The P8 feels snappy, if not quite as quick as the fastest-feeling Android smartphone, the Galaxy S6. Performance all round was solid, only stuttering slightly with some graphically heavy gaming.
I never noticed the phone getting overly hot, which is impressive given how thin it is. Equally impressive is how the battery life. Performing general duties, including hundreds of push notifications, email, Twitter, music streaming and an hour of browsing, I got a good two days out of the P8 between charges.
I also found it got and maintained a stronger 4G signal than any other smartphone I have tested.
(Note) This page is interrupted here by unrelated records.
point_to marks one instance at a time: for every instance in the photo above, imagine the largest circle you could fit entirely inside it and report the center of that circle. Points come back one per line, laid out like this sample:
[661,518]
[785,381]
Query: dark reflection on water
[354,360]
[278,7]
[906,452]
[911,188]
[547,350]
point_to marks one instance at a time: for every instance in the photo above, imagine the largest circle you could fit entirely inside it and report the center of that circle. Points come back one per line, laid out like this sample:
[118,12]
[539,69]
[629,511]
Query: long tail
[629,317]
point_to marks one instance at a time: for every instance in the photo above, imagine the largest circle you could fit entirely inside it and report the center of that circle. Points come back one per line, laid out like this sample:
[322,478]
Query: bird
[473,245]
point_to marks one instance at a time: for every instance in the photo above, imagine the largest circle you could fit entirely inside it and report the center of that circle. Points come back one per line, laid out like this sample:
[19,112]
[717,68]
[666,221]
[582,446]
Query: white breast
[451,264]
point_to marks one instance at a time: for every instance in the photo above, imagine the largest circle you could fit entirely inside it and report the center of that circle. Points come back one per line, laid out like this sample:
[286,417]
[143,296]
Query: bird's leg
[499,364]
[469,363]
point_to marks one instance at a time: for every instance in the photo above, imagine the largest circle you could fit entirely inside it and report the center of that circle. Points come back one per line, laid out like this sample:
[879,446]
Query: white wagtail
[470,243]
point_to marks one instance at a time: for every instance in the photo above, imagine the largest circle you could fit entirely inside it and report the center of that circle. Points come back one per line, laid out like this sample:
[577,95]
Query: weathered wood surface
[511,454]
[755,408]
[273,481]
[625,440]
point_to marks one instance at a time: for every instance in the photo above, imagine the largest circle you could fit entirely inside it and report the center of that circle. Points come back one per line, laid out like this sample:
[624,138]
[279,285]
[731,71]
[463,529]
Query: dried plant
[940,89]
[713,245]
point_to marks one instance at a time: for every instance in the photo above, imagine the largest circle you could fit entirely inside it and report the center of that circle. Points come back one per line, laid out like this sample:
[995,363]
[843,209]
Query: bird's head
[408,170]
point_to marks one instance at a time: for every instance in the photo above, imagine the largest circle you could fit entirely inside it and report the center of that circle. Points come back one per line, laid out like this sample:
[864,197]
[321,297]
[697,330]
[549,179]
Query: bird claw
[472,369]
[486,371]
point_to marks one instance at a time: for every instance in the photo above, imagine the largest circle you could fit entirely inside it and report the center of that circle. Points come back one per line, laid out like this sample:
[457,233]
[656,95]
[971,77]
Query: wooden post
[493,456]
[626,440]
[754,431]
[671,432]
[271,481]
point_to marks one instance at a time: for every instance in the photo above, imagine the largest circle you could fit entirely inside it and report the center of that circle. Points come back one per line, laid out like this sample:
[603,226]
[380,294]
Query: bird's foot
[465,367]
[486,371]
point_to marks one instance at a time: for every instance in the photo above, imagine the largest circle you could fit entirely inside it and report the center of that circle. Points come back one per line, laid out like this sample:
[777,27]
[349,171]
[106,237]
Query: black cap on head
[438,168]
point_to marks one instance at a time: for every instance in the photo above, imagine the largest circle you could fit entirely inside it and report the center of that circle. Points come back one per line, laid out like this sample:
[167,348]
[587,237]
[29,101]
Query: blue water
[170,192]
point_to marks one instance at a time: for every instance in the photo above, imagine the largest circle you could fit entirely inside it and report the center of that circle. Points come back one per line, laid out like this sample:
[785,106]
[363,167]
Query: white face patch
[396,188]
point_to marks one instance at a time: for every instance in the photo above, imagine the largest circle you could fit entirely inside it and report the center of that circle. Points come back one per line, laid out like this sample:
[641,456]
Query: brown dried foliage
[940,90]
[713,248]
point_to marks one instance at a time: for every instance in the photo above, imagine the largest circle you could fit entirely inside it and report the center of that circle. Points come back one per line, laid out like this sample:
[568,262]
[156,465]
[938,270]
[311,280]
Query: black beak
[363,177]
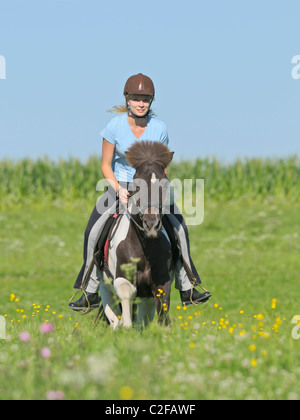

The standard P8 only has 16GB of storage built in (most high-end smartphones now come with 32GB in 2015). It has a microSD card slot for adding more storage for media, but it also doubles as a secondary Sim card slot, allowing users to have two phone numbers and two services attached to one phone.
Dual-Sim support is extremely handy for those with personal and work numbers, saving needing to carry two phones, as well as those travelling and using a local Sim card.
Android, but not as you’d know it
The P8 is an Android smartphone running version 5.0 Lollipop. But Huawei modifies Android to look very different, calling it “Emotion UI”.
There is no app drawer, which means every app is forced on to the homescreen pages, much like an iPhone. The apps can be placed in folders and the homescreens behave like standard Android with moving wallpapers and widgets.
The notification tray looks and behaves differently. Some apps have multiple notifications – Gmail, for instance, clusters all messages together, but a secondary notification shows each one individually.
Various themes are available, which change icons as well as colours and backgrounds. Most app icons have a coloured background, which looks a mess; standard Android uses transparent background instead. Other apps have custom icons, which look a bit warped, such as Instagram.
The P8 also has a few phone management tools baked in for clearing apps from the Ram. With 3GB of Ram installed, they’re a bit of an overkill, but good for those obsessed with cleaning and tweaking.
Another interesting addition is a power monitor that warns you when an app is consuming battery power in the background. It rates apps in milliampere hours – a measure of battery capacity – recommending shutting down any app that uses more than 40mAh when not in use. Again this seems like overkill, but could be useful for those trying to eke out every last hour of battery life and the notifications can be turned off if they become annoying.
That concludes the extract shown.